$A$ parallel plate capacitor (Figure) made of circular plates each of radius $R=6.0\; cm$ has a capacitance $C=100\; pF$. The capacitor is connected to a $230\; V$ ac supply with a (angular) frequency of $300 \;rad \;s ^{-1}$.
$(a)$ What is the rms value of the conduction current?
$(b)$ Is the conduction current equal to the displacement current?
$(c)$ Determine the amplitude of $B$ at a point $3.0\; cm$ from the axis between the plates.
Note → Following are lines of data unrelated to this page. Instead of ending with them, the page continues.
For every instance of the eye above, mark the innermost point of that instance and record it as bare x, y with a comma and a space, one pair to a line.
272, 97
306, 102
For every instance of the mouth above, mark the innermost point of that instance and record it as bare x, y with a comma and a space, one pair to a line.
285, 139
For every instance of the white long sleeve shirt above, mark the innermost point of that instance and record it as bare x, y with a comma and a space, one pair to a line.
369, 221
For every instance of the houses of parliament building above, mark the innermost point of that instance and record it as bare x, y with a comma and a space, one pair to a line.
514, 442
(N/A) Radius of each circular plate,$R = 6.0 \; cm = 0.06 \; m$
Capacitance of a parallel plate capacitor,$C = 100 \; pF = 100 \times 10^{-12} \; F$
Supply voltage,$V = 230 \; V$
Angular frequency,$\omega = 300 \; rad \; s^{-1}$
$(a)$ The rms value of conduction current is given by $I = \frac{V}{X_C}$,where $X_C = \frac{1}{\omega C}$ is the capacitive reactance.
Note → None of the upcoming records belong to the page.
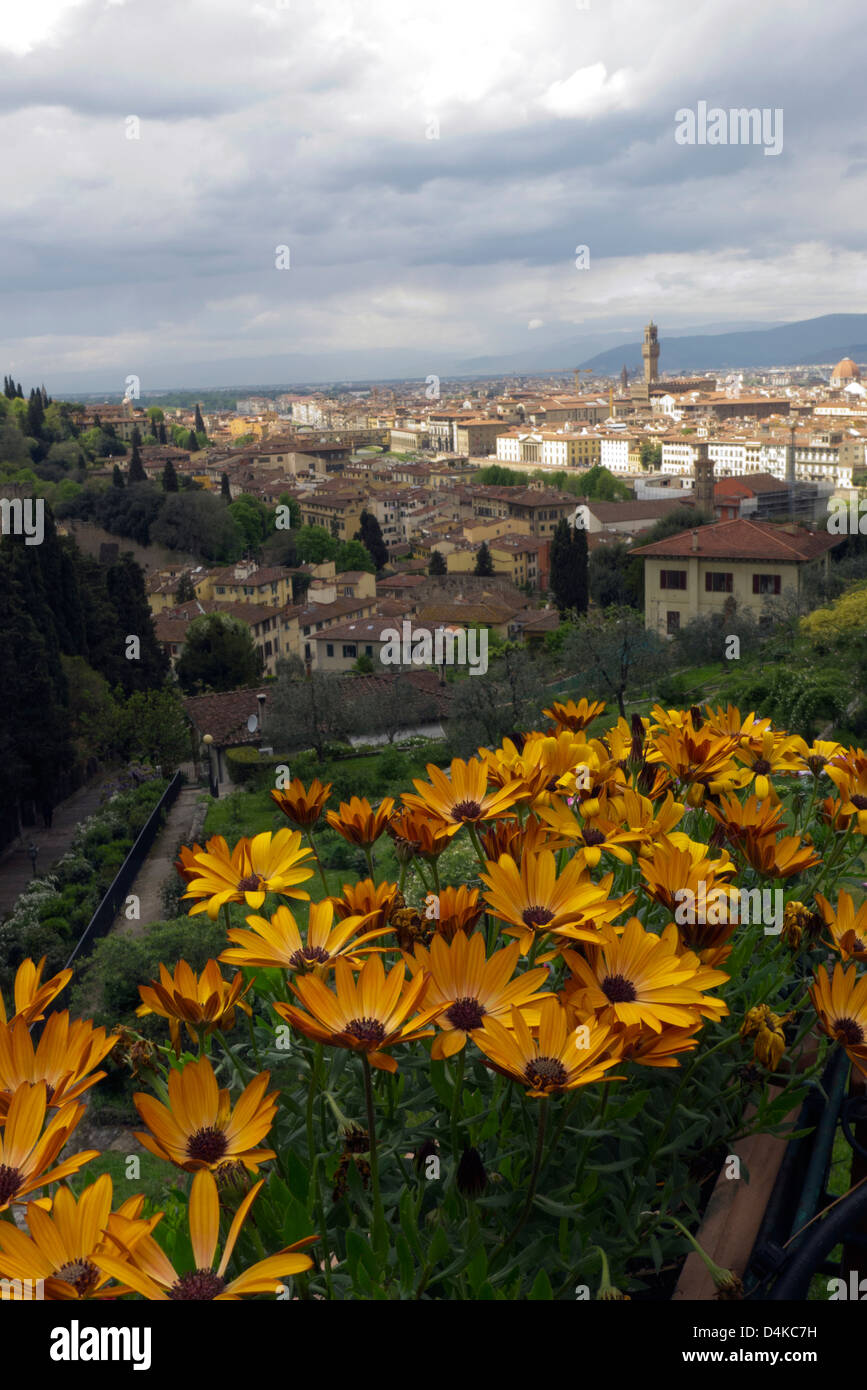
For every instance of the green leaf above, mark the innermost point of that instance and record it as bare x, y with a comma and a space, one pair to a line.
541, 1290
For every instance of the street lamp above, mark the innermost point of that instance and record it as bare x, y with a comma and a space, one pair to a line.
213, 784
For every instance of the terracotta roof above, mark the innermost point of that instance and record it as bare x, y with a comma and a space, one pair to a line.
744, 540
225, 715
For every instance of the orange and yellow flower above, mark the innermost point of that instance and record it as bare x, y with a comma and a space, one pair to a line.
27, 1151
31, 994
146, 1268
303, 805
203, 1002
357, 820
64, 1058
257, 866
473, 988
199, 1127
559, 1059
366, 1015
65, 1241
463, 795
278, 943
534, 900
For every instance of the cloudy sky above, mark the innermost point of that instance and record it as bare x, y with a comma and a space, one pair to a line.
431, 168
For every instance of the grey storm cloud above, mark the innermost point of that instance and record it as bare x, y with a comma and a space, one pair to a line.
306, 124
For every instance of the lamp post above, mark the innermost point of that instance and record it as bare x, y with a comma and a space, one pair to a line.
213, 781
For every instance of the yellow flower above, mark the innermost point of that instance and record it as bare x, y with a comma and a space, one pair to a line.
638, 979
575, 716
199, 1127
64, 1243
64, 1058
357, 820
841, 1005
202, 1002
848, 927
473, 988
463, 795
147, 1269
535, 901
559, 1059
279, 943
31, 994
366, 1015
27, 1153
257, 866
303, 805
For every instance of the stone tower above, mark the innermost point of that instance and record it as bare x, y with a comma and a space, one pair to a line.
650, 353
703, 480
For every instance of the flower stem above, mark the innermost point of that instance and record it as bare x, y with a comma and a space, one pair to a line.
534, 1179
380, 1232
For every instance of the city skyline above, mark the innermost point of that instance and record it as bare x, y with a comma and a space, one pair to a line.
432, 177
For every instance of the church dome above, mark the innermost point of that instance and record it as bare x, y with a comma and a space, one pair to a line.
846, 370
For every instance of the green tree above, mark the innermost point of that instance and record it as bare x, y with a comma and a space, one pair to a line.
218, 655
370, 534
484, 565
136, 471
352, 555
314, 545
153, 729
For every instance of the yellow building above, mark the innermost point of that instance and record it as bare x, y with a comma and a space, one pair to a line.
750, 565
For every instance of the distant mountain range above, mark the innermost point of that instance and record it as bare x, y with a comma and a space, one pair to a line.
787, 345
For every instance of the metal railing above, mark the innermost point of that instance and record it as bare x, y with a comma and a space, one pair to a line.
116, 894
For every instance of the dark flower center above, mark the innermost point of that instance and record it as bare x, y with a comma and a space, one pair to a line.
545, 1072
617, 988
537, 916
81, 1273
849, 1032
367, 1030
199, 1285
466, 1014
300, 958
207, 1144
10, 1182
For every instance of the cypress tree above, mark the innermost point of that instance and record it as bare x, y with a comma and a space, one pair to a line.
484, 565
136, 471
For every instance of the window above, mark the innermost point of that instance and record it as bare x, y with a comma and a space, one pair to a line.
766, 584
716, 581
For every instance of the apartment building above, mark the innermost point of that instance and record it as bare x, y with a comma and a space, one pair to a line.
745, 563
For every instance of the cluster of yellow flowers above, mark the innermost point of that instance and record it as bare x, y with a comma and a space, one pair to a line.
545, 968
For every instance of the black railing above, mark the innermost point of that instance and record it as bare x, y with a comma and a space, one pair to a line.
116, 894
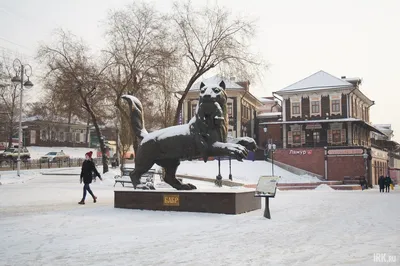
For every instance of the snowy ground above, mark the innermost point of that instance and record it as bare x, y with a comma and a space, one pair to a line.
246, 171
36, 151
42, 224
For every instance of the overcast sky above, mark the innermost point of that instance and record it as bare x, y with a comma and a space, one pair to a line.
353, 38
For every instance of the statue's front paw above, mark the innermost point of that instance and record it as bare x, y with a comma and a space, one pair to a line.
187, 186
249, 143
239, 152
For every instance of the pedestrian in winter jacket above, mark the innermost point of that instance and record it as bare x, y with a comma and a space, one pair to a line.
381, 183
388, 181
88, 167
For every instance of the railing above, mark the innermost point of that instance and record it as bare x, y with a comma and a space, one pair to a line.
40, 164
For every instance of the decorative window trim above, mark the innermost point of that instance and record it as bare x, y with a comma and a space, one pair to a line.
292, 101
315, 98
333, 97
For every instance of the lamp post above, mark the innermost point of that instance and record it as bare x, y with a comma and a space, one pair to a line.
272, 148
365, 156
21, 71
266, 145
218, 180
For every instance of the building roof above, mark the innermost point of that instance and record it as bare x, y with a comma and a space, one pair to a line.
229, 84
317, 81
269, 114
350, 119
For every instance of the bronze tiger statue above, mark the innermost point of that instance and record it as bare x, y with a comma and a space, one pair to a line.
205, 135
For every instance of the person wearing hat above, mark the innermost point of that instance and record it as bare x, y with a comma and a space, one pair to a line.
88, 167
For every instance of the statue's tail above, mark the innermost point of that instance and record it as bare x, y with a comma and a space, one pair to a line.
137, 121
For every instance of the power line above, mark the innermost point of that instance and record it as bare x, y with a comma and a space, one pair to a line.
23, 46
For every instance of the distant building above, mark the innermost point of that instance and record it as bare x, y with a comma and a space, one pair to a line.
38, 132
270, 111
391, 147
242, 106
326, 128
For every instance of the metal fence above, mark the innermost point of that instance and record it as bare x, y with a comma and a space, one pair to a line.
40, 164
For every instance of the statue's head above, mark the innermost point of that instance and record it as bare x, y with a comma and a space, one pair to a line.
213, 93
212, 107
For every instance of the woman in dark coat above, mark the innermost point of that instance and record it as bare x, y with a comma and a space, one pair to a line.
381, 183
388, 181
88, 167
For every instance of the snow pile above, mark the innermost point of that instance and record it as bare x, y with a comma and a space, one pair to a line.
11, 177
247, 172
37, 152
324, 187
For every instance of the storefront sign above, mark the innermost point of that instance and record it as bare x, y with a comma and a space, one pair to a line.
378, 154
300, 152
313, 126
346, 152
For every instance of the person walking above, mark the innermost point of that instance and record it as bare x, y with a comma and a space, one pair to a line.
88, 167
381, 183
388, 181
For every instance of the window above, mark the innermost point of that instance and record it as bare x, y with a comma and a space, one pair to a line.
61, 136
336, 136
230, 110
193, 109
316, 137
295, 108
335, 106
315, 107
43, 135
296, 137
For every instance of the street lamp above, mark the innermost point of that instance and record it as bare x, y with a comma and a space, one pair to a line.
365, 156
272, 148
21, 71
266, 143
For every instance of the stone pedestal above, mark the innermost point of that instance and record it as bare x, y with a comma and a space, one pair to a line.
215, 201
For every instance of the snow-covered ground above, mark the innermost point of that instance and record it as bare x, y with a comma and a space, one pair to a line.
246, 171
42, 224
36, 151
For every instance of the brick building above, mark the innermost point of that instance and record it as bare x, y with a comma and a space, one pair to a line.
326, 130
271, 111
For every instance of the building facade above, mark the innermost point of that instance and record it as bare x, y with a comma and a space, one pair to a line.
241, 106
271, 111
37, 132
326, 128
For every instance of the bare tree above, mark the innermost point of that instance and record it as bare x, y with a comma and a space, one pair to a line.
136, 36
212, 37
68, 61
9, 95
Therefore,$I = V \omega C = 230 \times 300 \times 100 \times 10^{-12} \; A = 6.9 \times 10^{-6} \; A = 6.9 \; \mu A$.
$(b)$ Yes,the conduction current is equal to the displacement current in the circuit.
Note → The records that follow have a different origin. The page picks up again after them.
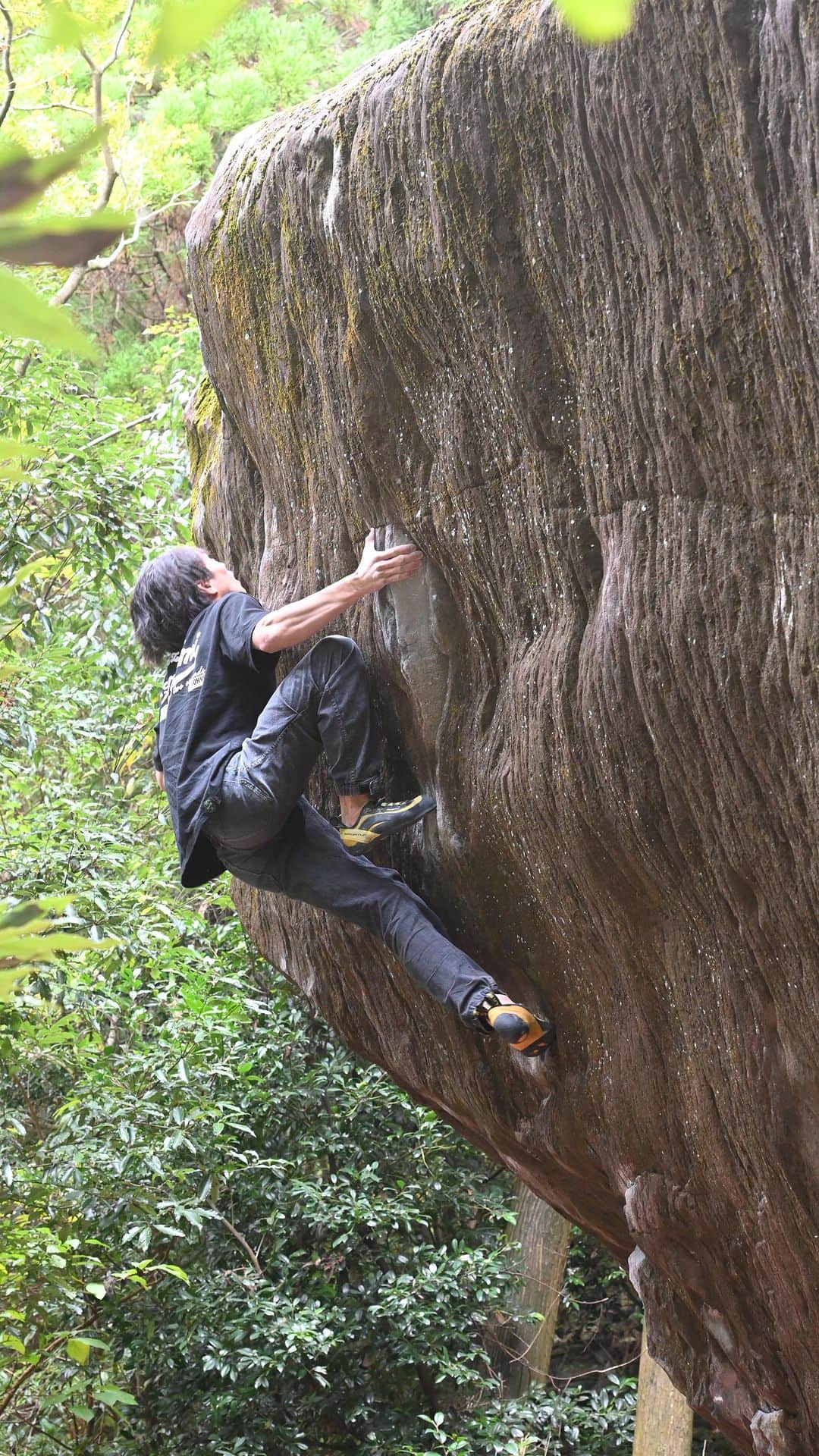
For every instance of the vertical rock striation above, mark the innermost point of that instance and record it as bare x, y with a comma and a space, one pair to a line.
551, 312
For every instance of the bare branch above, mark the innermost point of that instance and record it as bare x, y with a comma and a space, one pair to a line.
98, 264
240, 1238
58, 105
11, 82
99, 71
121, 36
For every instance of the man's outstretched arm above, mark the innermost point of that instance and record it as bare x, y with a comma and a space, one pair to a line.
297, 620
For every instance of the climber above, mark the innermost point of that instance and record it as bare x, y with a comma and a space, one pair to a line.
234, 753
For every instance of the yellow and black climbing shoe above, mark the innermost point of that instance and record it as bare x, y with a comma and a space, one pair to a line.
518, 1027
378, 820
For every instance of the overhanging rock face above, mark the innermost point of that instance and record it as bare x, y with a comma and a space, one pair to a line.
551, 313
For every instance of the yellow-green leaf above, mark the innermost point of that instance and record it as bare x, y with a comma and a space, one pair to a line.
61, 240
598, 20
28, 316
24, 177
34, 948
184, 25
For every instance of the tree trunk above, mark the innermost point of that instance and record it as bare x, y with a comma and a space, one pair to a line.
544, 1239
550, 310
665, 1420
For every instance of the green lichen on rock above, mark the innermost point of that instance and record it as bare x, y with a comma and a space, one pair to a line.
479, 294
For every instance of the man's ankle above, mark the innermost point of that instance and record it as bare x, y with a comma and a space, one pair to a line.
352, 805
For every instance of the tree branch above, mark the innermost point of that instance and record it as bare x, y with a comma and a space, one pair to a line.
11, 82
120, 38
240, 1238
58, 105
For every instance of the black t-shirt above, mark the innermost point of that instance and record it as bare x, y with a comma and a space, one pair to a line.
213, 693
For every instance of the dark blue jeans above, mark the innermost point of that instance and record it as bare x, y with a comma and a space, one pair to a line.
268, 836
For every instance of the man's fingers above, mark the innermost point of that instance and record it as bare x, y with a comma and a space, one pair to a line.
395, 552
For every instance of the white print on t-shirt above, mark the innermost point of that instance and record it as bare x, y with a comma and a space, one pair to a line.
186, 676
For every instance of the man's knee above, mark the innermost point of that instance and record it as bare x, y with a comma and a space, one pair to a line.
335, 647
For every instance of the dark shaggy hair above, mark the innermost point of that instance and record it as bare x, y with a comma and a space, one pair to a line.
167, 599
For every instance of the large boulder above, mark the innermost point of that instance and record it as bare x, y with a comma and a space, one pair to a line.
550, 312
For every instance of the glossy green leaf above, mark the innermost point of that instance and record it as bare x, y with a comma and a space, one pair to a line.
112, 1395
39, 566
28, 316
598, 20
184, 25
9, 981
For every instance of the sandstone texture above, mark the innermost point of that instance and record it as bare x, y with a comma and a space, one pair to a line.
551, 313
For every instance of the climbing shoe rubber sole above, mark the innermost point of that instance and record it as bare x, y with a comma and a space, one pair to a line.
518, 1027
378, 821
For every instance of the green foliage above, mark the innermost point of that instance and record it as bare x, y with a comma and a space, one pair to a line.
219, 1232
598, 20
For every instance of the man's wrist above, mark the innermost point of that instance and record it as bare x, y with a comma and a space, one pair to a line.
356, 585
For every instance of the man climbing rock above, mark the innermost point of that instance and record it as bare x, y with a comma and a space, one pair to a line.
234, 753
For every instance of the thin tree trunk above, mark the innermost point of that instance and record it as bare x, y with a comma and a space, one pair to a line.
544, 1238
665, 1421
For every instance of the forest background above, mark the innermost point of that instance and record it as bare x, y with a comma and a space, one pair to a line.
221, 1232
$(c)$ The magnetic field $B$ at a distance $r$ from the axis between the plates is given by $B = \frac{\mu_0 r}{2 \pi R^2} I_0$,where $I_0 = \sqrt{2} I$ is the peak current.
Given $r = 3.0 \; cm = 0.03 \; m$ and $\mu_0 = 4 \pi \times 10^{-7} \; T \; m \; A^{-1}$.
$B = \frac{4 \pi \times 10^{-7} \times 0.03 \times \sqrt{2} \times 6.9 \times 10^{-6}}{2 \pi \times (0.06)^2} \approx 1.63 \times 10^{-11} \; T$.